Setelah standar minimal kebutuhan hidup layak terpenuhi, masyarakat diharapkan dapat berpartisipasi dalam pembangunan bangsa melalui pembayaran pajak. Jadi, KHL serta UMP/UMK merupakan sebagian dari indikator dalam menentukan PTKP.

Selanjutnya adalah: Perwujudan sifat subjektif…

Sifat Subjektif



Penetapan PTKP dalam PPh merupakan suatu perwujudan sifat subjektif yang diukur dengan memerhatikan keadaan wajib pajak, seperti status perkawinan dan jumlah tanggungan yang dimiliki, untuk menghindari penurunan tingkat kesejahteraan wajib pajak karena membayar pajak.

Selain itu, kebijakan penyesuaian PTKP yang dilakukan pemerintah juga memengaruhi tinggi rendahnya PTKP. Ada beberapa skema PTKP yang diterapkan di berbagai negara. Pertama, pengurangan dalam jumlah tetap, sama untuk semua wajib pajak tanpa memerhatikan perbedaan tanggungan keluarga.

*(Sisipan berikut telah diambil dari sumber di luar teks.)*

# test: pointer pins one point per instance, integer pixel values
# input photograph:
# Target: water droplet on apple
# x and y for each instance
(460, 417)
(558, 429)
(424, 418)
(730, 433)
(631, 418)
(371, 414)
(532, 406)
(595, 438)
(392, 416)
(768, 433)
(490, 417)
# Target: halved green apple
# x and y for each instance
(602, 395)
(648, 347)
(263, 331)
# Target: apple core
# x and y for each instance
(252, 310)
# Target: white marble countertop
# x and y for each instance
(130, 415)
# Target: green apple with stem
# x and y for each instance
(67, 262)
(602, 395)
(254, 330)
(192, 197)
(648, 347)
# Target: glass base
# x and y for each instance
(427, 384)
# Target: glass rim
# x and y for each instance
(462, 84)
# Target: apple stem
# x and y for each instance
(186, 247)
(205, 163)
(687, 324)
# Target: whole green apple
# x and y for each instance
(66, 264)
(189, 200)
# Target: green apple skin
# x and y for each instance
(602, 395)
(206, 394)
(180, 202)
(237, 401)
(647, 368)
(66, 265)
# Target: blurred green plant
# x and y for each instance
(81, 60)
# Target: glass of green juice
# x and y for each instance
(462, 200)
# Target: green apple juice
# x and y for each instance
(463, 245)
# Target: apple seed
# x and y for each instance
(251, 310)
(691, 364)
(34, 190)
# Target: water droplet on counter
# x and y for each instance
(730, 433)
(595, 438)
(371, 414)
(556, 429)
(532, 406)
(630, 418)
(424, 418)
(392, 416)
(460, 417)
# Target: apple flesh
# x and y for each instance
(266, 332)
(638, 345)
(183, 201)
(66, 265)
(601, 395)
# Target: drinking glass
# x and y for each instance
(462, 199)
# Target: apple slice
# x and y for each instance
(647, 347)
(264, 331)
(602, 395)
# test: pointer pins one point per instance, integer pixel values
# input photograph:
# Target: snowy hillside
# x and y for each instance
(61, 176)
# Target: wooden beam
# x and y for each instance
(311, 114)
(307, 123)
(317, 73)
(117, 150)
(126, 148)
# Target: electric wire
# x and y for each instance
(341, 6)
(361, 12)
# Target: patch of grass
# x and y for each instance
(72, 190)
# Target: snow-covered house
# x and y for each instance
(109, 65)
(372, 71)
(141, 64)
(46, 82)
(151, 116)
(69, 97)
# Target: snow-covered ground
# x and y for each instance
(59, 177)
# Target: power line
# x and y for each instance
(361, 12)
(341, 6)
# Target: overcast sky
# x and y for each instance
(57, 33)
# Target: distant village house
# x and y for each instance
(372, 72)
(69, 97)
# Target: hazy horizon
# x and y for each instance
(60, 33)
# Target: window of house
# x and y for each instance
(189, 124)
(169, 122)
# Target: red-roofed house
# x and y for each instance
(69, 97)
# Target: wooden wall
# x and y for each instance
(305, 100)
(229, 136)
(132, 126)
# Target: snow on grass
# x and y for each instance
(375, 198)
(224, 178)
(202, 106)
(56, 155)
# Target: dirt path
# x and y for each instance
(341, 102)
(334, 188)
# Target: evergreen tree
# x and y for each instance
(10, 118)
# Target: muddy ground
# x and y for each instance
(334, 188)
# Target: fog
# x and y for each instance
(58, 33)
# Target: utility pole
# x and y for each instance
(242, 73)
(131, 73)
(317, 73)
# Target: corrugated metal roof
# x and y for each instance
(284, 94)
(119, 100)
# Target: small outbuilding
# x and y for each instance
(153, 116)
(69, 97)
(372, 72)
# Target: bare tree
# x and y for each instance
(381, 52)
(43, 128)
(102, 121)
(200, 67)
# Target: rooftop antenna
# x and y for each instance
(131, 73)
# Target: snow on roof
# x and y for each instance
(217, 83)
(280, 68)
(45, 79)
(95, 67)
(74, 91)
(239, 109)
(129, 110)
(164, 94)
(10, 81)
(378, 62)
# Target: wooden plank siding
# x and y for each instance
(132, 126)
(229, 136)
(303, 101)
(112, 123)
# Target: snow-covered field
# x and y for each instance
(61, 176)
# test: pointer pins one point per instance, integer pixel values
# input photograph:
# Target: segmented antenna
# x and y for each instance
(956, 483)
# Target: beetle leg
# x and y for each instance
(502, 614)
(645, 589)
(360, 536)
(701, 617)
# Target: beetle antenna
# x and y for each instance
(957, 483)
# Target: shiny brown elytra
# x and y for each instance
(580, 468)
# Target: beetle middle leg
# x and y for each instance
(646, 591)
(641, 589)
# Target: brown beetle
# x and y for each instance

Kedua, berdasarkan keadaan keluarga. Ketiga, jumlah pengurangan yang semakin mengecil dengan semakin besarnya penghasilan wajib pajak. Keempat, penggantian pengurang personal dengan tax credit yang dapat direstitusi (Yustinus Prastowo).

Dalam praktiknya terdapat beberapa variasi PTKP dengan menambahkan aspek berdasarkan gender/perempuan bekerja dan single parent mendapat insentif besar (Singapura, India), pekerja usia nonproduktif (Argentina, Afrika Selatan, Maroko), kompensasi sosial (Ghana, Meksiko, Maroko, Uganda), tunjangan anak di keluarga berpenghasilan rendah (Inggris), dan zona berbasis provinsi (Kanada). Formulasi PTKP di Indonesia memasukkan komponen standar kebutuhan hidup layak dan keadaan keluarga (Yustinus Prastowo).

Penerimaan negara dari sektor pajak masih bisa ditingkatkan dengan mengubah model perekonomian yang mengandalkan konsumsi menjadi produksi, mempermudah perizinan usaha, penyederhanaan administrasi pajak, dan lain sebagainya sehingga akan memperluas lapangan kerja.

Semakin banyak orang yang bekerja maka semakin banyak pula yang membayar pajak penghasilan. Selain itu, menambah jumlah aparat pajak yang berintegritas tinggi dan peningkatan kemampuan teknologi informasi juga mutlak dilakukan. Saat ini ada 39.000 pegawai Direktorat Jenderal Pajak yang harus mengedukasi dan/atau memeriksa wajib pajak maupun calon wajib pajak.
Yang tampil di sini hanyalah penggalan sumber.